Evil Twin is one very common recent
threat that we need to consider before we use Wi-Fi, especially in
public places.
What is Evil Twin
Evil Twin is basically a rogue Wi-Fi
access point. It may look very similar to a legitimate one. But, it
actually is a Wi-Fi access point controlled by attackers. Most of the
time, it contains an SSID or Service Set Identifier of the access
point very much similar to the legitimate one. Sometimes, it even
provides signal stronger than the legitimate ones so that it can
attract attention easily. But, it is actually controlled by the
attackers. So, any data traveled through that Evil Twin Wi-Fi access
point can be intercepted by attackers.
Purpose of Evil Twin
Attackers make Evil Twin mainly for
stealing sensitive data or for other Phishing attacks. If a victim
connects to an Evil Twin, any non-HTTPS data can be easily
intercepted, as it travels through the attackers' equipment.
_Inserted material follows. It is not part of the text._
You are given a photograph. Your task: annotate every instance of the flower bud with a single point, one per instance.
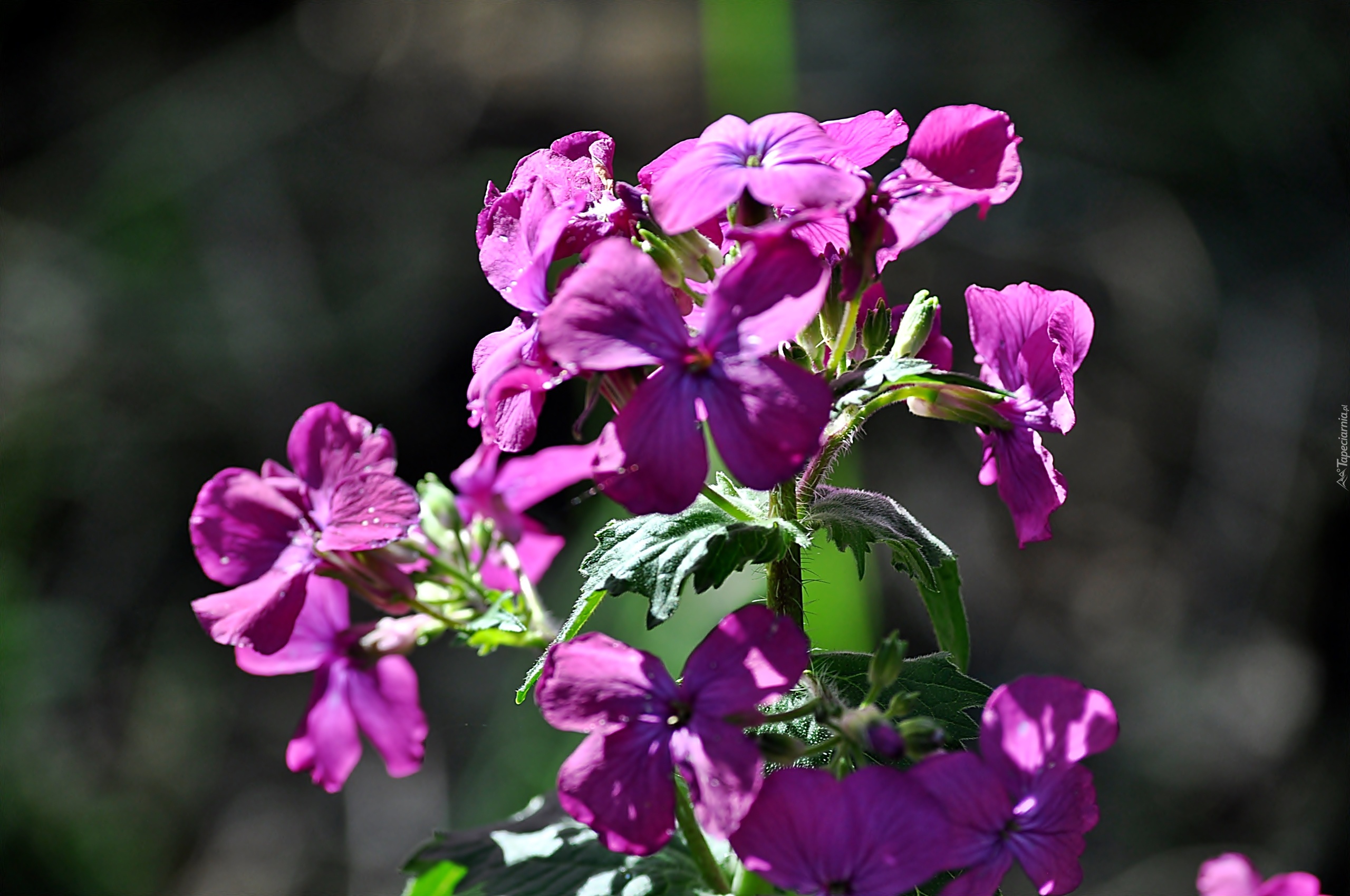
(915, 326)
(922, 736)
(888, 663)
So, if
the user logs in to unprotected bank or email account, the attacker
will have access to the entire transaction.
The victim may even be tricked with a
login prompt of attacker's server, tempting him to provide sensitive
information like usernames and password and resulting in a Phishing
attack.
How is Evil Twin created
An Evil Twin can easily be created by
an attacker with a smartphone or computer and with some easily
available software. The attacker first places himself near a
legitimate Wi-Fi hotspot and finds out the SSID or Service Set
Identifier and signal strength of the access point. Now, he sends his
radio signal using the same or very similar SSID. The attacker may
even position himself near the potential victims so that his signal
can lure the victims. Some attackers even use some software to
deauthenticate the victims from legitimate Wi-Fi access point, so
that when they connect back they would connect to the Evil Twin, as
it provides stronger signal.
Mitigation
- It is always a good idea to use VPN. It creates an encrypted tunnel before transmitting data. As a result, it is hard for the attacker to intercept that data.
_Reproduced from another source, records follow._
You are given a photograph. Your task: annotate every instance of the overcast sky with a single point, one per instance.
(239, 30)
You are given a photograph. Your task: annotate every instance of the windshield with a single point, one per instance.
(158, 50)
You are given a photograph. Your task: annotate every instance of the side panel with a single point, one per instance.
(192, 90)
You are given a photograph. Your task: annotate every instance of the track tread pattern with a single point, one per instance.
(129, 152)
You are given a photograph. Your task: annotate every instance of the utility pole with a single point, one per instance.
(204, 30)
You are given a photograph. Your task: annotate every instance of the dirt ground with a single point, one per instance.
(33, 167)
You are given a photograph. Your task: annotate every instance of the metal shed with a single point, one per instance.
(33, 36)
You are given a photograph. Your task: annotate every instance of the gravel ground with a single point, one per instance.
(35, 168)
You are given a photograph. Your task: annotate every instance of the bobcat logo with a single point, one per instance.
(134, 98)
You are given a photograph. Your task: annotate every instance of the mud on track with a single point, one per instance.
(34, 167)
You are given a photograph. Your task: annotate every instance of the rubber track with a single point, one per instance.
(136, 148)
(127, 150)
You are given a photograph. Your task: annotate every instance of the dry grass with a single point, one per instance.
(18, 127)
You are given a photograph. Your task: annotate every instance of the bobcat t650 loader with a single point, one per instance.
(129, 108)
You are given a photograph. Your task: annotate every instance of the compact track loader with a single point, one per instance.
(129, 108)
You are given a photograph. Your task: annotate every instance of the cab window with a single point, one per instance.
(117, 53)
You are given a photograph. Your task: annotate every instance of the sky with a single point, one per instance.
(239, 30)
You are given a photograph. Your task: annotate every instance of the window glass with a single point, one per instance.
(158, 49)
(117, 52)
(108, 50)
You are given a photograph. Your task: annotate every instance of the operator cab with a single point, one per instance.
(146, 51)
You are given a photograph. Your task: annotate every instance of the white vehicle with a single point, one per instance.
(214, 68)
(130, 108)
- Some software like EvilAP_Defender can be used by network administrator to detect Evil Twin. They try to find out :
- Wi-Fi access points with similar SSID, but different BSSID or MAC address of wireless access point.
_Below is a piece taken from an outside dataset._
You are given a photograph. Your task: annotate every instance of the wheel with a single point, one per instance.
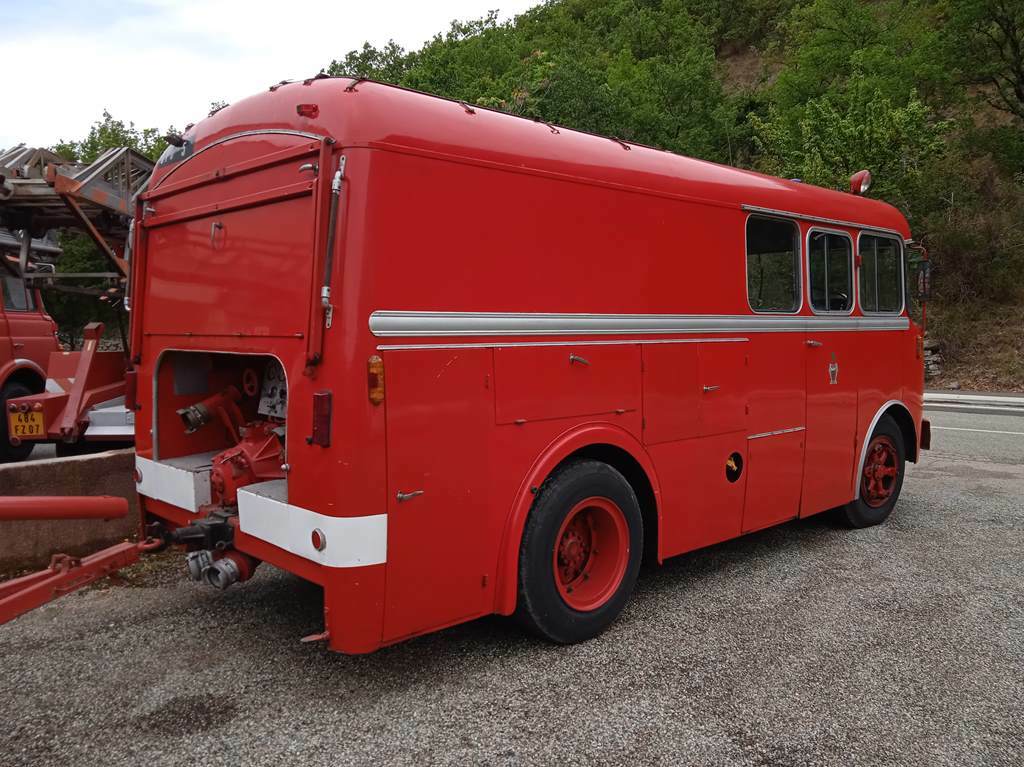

- same BSSID as the legitimate one, but with different attributes like channel, cipher, privacy protocol, authentication etc.
- Even with same BSSID and attributes as the legitimate access point, but with different tagged parameter like OUI or Organizationally Unique Identifier which is assigned by the IEEE registration authority.
- Before connecting to a Wi-Fi do not just rely on the name of the wireless access point, instead verify whether it is a legitimate one.
- It is always better to restrict browsing only to websites that do not require any sensitive data like login credentials while using a public Wi-Fi.
- Avoid providing any sensitive information even any website or login screen asks for that while using public Wi-Fi.
So, beware of all the security
vulnerabilities and recent threats and stay safe, stay secured.